He shoves away the self-castigation, buries it with all his other should-have-dones. It doesn't help him any. Doesn't help him, or her.

He needs to reduce the situation down to the simplest terms. The slippage of memories is a problem, and now he has to figure out a solution. Search the published research, brainstorm experimental approaches. Except the problem's not only out of his field, it's out of the field of any researcher that doesn't want to be labeled a crackpot for life. Fine, then, change of approach. Prod Walter's memory until his brain coughs up a likely theory and course of treatment. It's only fitting that coaxing memories out of the one can separate memories from the other. Not only did Walter's irrationality combine with Olivia's obsession to put them here, but Walter and Olivia are now flip sides of a coin. One remembers too little, and the other remembers too much.
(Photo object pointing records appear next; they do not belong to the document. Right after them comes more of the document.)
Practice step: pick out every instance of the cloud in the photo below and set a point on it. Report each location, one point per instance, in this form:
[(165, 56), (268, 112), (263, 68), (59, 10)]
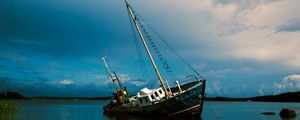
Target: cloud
[(289, 83), (222, 73), (291, 26)]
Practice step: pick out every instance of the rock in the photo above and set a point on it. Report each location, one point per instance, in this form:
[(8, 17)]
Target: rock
[(268, 113), (287, 113)]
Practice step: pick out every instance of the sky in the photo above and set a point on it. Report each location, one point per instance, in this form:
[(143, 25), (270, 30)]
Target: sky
[(242, 48)]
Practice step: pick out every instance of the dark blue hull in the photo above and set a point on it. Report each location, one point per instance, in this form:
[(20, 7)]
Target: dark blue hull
[(189, 102)]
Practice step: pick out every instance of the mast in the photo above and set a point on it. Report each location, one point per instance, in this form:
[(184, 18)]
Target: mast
[(146, 47), (113, 77)]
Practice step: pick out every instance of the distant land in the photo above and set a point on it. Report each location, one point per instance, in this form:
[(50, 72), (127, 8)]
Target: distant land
[(284, 97)]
So now he has a plan. Walter's remembering in dribs and drabs; all Peter has to do is accelerate the process and trigger the appropriate memories.

Only _slightly_ less hard than coming up with the solution himself.

As if responding to his thoughts, Walter mumbles something, and Peter absently shoots back a sarcastic reply. His father doesn't seem to notice, just continues with the series of experiments he was set on performing this morning. He'd reclaimed a fragment of memory during the night and is now determined to reconstruct the relevant data. Something to do with mice and mazes and Peter doesn't really care as long as Walter doesn't bring the live mice anywhere near sharp objects or the microwave.

When the door opens, he expects Olivia with belated news about the case, but it's only Astrid. She hurries down the stairs, moving with a brisk purpose that immediately puts Peter on edge.

"Have you heard from Olivia today?" Astrid's voice is strained, her body language betraying nerves. And from someone whom Walter's idiosyncrasies have barely rattled in the last few months, that is not good.

"No, why?  What's wrong?"

"She's missing."

And the world freezes. Priorities abruptly shift and refocus. This new situation has only one possible course of action: find Olivia.

No matter what.


End file.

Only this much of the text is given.